Yesterday, James Tanton posted a fun little problem on Twitter:

So, 2 is one more than $1=2^0$, and 8 is one less than 9=2^3\$, and Dr. Tanton wants to know if there are any other powers of two that are within one unit of a perfect square.

While this problem may not have any “real-life relevance”, it demonstrates what I describe as the power and creativity of mathematics.  Among the infinite number of powers of two, how can someone know for certain if any others are or are not within one unit of a perfect square?  No one will ever be able to see every number in the list of powers of two, but variables and mathematics give you the tools to deal with all possibilities at once.

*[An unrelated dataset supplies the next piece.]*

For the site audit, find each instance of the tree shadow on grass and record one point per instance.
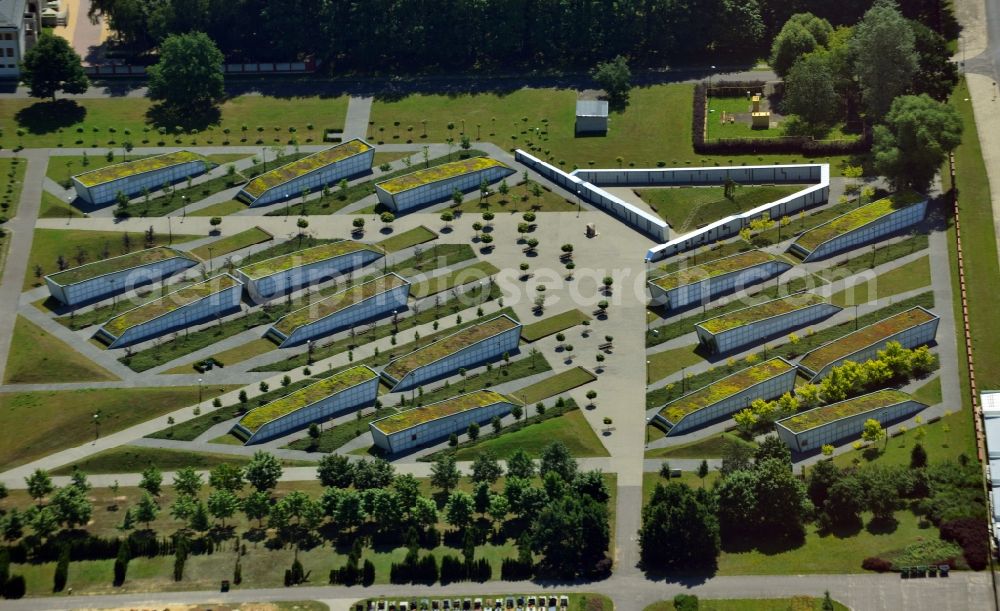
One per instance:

For this problem, let D and N be positive integers.  Translated into mathematical language, Dr. Tanton’s problem is equivalent to asking if there are values of D and N for which $2^D=N^2 \pm 1$.  With a single equation in two unknowns, this is where observation and creativity come into play.  I suspect there may be more than one way to approach this, but my solution follows.  Don’t read any further if you want to solve this for yourself.

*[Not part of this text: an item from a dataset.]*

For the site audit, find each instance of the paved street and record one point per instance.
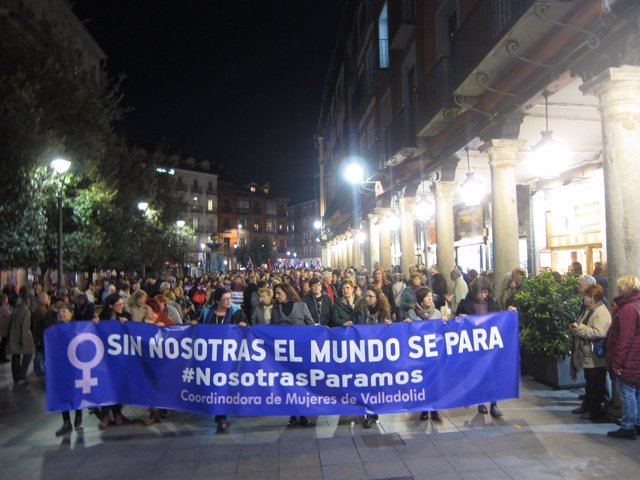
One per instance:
(538, 437)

Because D and N are positive integers, the left side of $2^D=N^2 \pm 1$,  is always even.   That means $N^2$, and therefore N must be odd.
Because N is odd, I know $N=2k+1$ for some whole number k.  Rewriting our equation gives $2^D=(2k+1)^2 \pm 1$, and the right side equals either $4k^2+4k$ or $4k^2+4k+2$.
Factoring the first expression gives $2^D=4k^2+4K=4k(k+1)$.   Notice that this is the product of two consecutive integers, k and $k+1$, and therefore one of these factors (even though I don’t know which one) must be an odd number.  The only odd number that is a factor of a power of two is 1, so either $k=1$ or $k+1=1 \rightarrow k=0$.  Now, $k=1 \longrightarrow N=3 \longrightarrow D=3$ and $k=0 \longrightarrow N=1 \longrightarrow D=0$, the two solutions Dr. Tanton gave.  No other possibilities are possible from this expression, no matter how far down the list of powers of two you want to go.
But what about the other expression?  Factoring again gives $2^D=4k^2+4k+2=2 \cdot \left( 2k^2+2k+1 \right)$.  The expression in parentheses must be odd because its first two terms are both multiplied by 2 (making them even) and then one is added (making the overall sum odd).  Again, 1 is the only odd factor of a power of two, and this happens in this case only when $k=0 \longrightarrow N=1 \longrightarrow D=0$, repeating a solution from above.